Big data is inescapable in today’s financial services industry – from new types and levels of customer information flowing into the organization to record volumes of transactional data. FSIs not only want to make productive use of this potential goldmine of information, but are being required to leverage it to comply with increasingly stringent regulatory requirements for stress testing and reporting.
While FSIs may have a conflicted view of big data – understanding its potential but uncertain how to fully realize it, there is good reason to move forward boldly. Given that the financial services sector is one of the most data-driven industries, the opportunities afforded by this phenomenon are tremendous.
Failure to act can have significant financial consequences and financial services executives are reporting that their inability to effectively manage big data is having an impact on their bottom line. C-level financial services executives, in a recent Oracle-sponsored research study, said that their companies are unable to realize, on average, 12 percent of additional revenue per year by not being able to fully leverage the information they collect .
The question most often asked when contemplating a big data initiative is “Where do we start?” The simple answer is “Assess and then start small.” Financial institutions can prepare for the big data opportunity by surveying the analytics landscape, targeting a specific problem to solve, studying relevant cases and expanding capabilities with the right technology solution for their environment.
Survey the Analytics Landscape
Get familiar with emerging trends in analytics, strategies for analytical transformation and the variety of solutions that are available to help financial services institutions deal with big data. Technology has advanced rapidly in the last few years, meaning that organizations no longer need to transform unstructured data to structured data for analysis. Industry tools, such as Hadoop and Hive, have helped decrease computing time, even for large data sets. Because data manipulation does not need to be consolidated in order to optimize performance, FSIs have a number of new analytical advantages they can exploit, such as:
• Unstructured data analysis – Distributed data grids with MapReduce-style processing enable organizations to avoid transforming unstructured data to a structured format for analysis.
• Dynamic information discovery versus static analytic outputs – New techniques allow data discovery or ad-hoc data analysis with better performance results as opposed to pre-defined analytical requirements.
• Real-time vs. batch – New computing advantages and the availability of all critical data, as well as infinite history data, allow for real-time computing, with the most potential in fraud/compliance areas.
FSIs should analyze applications currently running in their environments to fully understand the opportunity for these applications to work in big data. How do the applications of one department work with other departments, and how do they need to work together? By understanding what solutions FSIs can leverage and which they need to acquire, organizations will obtain a solid understanding of their business needs.

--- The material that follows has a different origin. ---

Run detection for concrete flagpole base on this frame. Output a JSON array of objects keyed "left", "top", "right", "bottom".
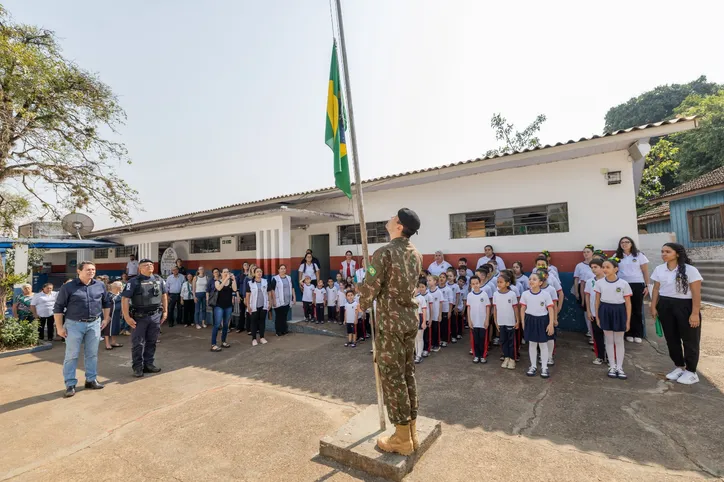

Target a Specific Problem to Solve
Fully grasping big data is a big undertaking, best achieved by tackling problems one at a time. Isolate the most important area to tackle first, such as the detection of rogue trading based on transaction and accounting records. A capital markets firm utilizing an analytics platform that correlates accounting data with position tracking and order management systems can provide insights that are not available using traditional data management tools.
Depending on your organization’s management goals, the following areas are strong candidates for utilizing big data:
• Sentiment Analysis ‒ Sentiment analysis is considered straightforward, as the data resides outside the institution and is, therefore, not confined by organizational boundaries. In fact, sentiment analysis is becoming so popular that some hedge funds are basing their entire strategies on trading signals generated by Twitter analytics.
• Predictive Analytics ‒ Encompassing correlations, back-testing strategies and probability calculations using Monte Carlo simulations, these analytics are the bread and butter of all capital market firms, and are relevant both for strategy development and risk management. The large amounts of historical market data and the speed at which FSIs sometimes need to evaluate new data (e.g. complex derivatives valuations) certainly make this a big data problem.
• Risk Management ‒ As we move closer to continuous risk management, broader calculations, such as the aggregation of counter-party exposure or value at risk (VaR) also fall within the realm of big data, if only due to the mounting pressure to rapidly analyze risk scenarios well beyond the capacity of current systems, while dealing with ever-growing volumes of data.
• Rogue Trading ‒ A less common use case ‒ but one that is frequently discussed as we're faced with increasing implications ‒ is rogue trading. Deep analytics that correlate various systems can provide valuable insights that are not available using traditional data management tools. Here, too, a lot of data needs to be crunched from multiple, inconsistent sources in a very dynamic way, requiring some of the technologies and patterns discussed in earlier posts.
• Fraud ‒ Correlating data from multiple, unrelated sources has the potential to catch fraudulent activities earlier than current methods. Consider, for instance, the potential of correlating point of sale (POS) data (available to a credit card issuer) with web behavior analysis (either on the FSI's site or externally), and cross-examining it with other financial institutions or service providers, such as First Data or SWIFT. This would not only improve fraud detection but could also decrease the number of false positives (which are part and parcel of many travelers' experience today).